Social Media: Social media is a hacker’s dreamland. One of the primary reasons is that people on social media fail to take the precautions they should. A good rule of thumb is to follow your intuition. Research shows that 66 percent of phishing attempts sent over social media by hackers is opened by the target.

That means that sometimes it’s not the platform itself failing people; it’s people not making smart choices. If something seems fishy, report it. If something seems too good to be true, it probably is.

Small Businesses: In the modern world, one of the best ways to earn some extra green is to sell online. Indeed, a study released last year by SBDC demonstrated that a trademark millennial quality is entrepreneurship.

It showed, as Rhonda Abrams wrote for USA Today that, “People in their 20s and 30s are eager to launch new companies and be their own boss and that they trust themselves to provide their own financial security more than they trust others.”

This means that those who chose that route need to be extra-wary, because hackers love a small business. It’s got more data than the average individual, but fewer safeguards than large companies.

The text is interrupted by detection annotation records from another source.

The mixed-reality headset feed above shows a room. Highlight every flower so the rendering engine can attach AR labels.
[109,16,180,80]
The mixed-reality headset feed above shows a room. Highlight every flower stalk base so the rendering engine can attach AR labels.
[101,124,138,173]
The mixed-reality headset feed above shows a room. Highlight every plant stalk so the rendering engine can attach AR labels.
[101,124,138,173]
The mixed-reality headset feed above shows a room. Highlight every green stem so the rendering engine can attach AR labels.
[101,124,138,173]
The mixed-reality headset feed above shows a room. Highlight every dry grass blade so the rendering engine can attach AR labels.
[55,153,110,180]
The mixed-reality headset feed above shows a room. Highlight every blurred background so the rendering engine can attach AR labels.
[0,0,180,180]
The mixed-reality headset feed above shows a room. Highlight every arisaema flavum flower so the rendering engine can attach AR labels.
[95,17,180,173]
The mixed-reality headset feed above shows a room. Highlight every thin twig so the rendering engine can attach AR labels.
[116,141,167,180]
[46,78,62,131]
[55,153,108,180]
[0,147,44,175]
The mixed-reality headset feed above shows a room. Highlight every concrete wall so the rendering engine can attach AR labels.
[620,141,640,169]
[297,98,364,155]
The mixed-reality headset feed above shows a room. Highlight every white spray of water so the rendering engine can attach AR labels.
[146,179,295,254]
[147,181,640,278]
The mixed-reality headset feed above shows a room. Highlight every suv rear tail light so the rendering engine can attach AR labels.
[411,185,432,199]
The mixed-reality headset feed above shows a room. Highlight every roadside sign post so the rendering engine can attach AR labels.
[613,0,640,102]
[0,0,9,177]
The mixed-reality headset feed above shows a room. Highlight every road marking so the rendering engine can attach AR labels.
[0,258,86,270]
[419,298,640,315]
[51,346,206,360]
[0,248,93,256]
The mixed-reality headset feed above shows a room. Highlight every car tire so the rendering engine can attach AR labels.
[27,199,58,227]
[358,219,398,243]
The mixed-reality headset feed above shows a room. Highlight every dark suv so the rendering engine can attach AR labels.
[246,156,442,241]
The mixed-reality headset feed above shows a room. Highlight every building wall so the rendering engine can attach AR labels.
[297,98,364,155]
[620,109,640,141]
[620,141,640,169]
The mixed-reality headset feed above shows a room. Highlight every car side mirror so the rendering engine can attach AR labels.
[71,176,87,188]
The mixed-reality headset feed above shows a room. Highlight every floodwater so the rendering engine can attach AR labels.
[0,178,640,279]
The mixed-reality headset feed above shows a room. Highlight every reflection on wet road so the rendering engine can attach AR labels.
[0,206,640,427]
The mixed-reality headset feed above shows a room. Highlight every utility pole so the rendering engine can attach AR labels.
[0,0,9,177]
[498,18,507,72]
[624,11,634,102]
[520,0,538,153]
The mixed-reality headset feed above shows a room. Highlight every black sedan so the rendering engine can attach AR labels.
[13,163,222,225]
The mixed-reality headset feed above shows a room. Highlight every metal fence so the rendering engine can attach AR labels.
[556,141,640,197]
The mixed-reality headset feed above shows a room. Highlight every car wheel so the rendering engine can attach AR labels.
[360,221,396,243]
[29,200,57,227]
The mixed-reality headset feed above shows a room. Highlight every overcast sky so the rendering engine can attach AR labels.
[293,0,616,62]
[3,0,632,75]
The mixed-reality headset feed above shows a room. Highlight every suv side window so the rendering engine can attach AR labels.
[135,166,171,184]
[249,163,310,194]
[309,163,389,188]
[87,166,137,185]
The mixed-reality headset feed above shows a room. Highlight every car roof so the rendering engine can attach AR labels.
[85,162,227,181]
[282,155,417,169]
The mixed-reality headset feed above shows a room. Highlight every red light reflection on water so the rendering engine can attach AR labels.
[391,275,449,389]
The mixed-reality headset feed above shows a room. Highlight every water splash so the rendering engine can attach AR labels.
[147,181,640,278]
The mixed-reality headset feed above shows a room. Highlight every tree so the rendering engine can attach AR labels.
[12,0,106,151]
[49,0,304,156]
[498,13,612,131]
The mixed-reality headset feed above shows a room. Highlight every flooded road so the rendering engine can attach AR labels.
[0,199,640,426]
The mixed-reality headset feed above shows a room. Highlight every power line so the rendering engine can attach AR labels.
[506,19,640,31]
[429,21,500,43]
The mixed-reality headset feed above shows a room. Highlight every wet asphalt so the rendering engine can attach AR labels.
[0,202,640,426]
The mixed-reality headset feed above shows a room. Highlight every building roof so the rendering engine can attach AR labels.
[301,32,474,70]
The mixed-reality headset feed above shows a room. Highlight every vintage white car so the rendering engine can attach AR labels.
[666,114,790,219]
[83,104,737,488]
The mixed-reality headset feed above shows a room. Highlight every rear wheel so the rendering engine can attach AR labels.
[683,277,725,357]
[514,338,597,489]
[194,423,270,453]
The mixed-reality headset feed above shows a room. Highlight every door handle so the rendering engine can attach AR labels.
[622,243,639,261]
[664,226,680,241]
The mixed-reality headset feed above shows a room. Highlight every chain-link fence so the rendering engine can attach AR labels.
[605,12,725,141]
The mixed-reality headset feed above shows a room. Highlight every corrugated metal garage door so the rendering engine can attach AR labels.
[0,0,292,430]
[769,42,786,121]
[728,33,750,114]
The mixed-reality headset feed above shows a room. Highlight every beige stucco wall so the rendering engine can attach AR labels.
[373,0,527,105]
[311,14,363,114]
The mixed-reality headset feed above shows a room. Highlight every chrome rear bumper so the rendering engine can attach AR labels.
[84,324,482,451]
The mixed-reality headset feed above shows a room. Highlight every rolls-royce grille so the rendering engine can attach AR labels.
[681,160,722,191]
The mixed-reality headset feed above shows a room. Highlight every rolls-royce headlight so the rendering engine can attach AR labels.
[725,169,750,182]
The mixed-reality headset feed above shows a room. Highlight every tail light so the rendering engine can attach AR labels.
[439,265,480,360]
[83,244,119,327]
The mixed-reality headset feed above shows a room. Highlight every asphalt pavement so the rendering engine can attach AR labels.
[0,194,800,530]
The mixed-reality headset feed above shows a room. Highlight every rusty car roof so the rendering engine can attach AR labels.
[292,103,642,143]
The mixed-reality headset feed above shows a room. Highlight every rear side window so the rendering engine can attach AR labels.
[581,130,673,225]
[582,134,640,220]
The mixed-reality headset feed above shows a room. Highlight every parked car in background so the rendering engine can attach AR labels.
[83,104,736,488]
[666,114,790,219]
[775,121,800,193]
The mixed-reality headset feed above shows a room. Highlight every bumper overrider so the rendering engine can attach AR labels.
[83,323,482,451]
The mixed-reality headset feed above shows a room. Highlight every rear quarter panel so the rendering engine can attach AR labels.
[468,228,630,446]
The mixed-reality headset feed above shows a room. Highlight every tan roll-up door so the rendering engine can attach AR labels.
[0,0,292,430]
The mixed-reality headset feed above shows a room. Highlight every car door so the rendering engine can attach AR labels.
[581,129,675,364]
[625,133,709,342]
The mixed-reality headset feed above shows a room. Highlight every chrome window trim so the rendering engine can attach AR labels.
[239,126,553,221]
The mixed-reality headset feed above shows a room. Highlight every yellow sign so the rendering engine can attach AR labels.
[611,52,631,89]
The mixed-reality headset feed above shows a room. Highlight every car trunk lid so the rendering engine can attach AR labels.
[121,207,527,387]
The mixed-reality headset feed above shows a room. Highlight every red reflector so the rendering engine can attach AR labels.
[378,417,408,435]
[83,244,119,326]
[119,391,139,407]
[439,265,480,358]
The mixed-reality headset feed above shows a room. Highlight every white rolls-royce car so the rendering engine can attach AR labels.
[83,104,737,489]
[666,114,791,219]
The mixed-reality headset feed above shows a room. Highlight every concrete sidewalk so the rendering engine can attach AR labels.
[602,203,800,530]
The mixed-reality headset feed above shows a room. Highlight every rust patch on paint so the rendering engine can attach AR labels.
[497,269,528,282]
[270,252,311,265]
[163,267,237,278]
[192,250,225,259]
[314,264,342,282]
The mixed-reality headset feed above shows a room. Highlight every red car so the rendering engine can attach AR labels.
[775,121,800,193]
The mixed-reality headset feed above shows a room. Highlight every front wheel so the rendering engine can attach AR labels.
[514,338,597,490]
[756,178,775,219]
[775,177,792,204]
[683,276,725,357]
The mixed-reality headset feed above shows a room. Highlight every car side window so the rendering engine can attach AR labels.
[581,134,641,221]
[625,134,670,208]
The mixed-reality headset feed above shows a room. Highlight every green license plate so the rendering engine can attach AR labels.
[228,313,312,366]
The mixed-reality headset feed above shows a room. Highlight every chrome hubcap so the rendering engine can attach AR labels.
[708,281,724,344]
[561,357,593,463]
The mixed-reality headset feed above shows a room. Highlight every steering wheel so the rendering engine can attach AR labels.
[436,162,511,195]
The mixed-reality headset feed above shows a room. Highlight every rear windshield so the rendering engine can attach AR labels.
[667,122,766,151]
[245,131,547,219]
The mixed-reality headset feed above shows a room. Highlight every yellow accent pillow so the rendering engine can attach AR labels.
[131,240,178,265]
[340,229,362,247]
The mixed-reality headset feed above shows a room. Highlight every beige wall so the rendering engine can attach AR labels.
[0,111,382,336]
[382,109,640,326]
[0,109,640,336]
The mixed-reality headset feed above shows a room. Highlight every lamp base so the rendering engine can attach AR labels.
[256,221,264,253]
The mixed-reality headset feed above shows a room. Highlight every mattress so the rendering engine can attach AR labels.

Mobile Devices: Harvard Business Review notes that mobile devices are a hacker’s new form of targeting individuals. Which is scary, given just how much information our phones store. Check out this list from the HBR on how to slow a would be attacker up.

We are currently living in a precarious time in which the amounts of data being collected and stored have surpassed the security measures needed to protect said information. As I alluded to earlier, it seems you need only turn on the news to see an example of how hackers are able to outsmart not just “the system,” but all the systems.

Not only that, but the way that our information is collected and used is, at times, murky. One organization, AboutTheData.com by Acxiom endeavors to equip companies to use data ethically, and to provide transparency to consumers about how their information is used.

But they’re the minority.

And that’s why individuals need to be informed and need to do all they have the power to do — so that they decrease their chances of becoming victims. The hope is that as we move into the future we will be able to look back at this moment in history as a sliver of time that existed before major advances in data security were made.

But as we wait to see when and if that happens, make it clear to any who dare to even consider threatening your personal information that they’re dealing with a straight-up data security ninja.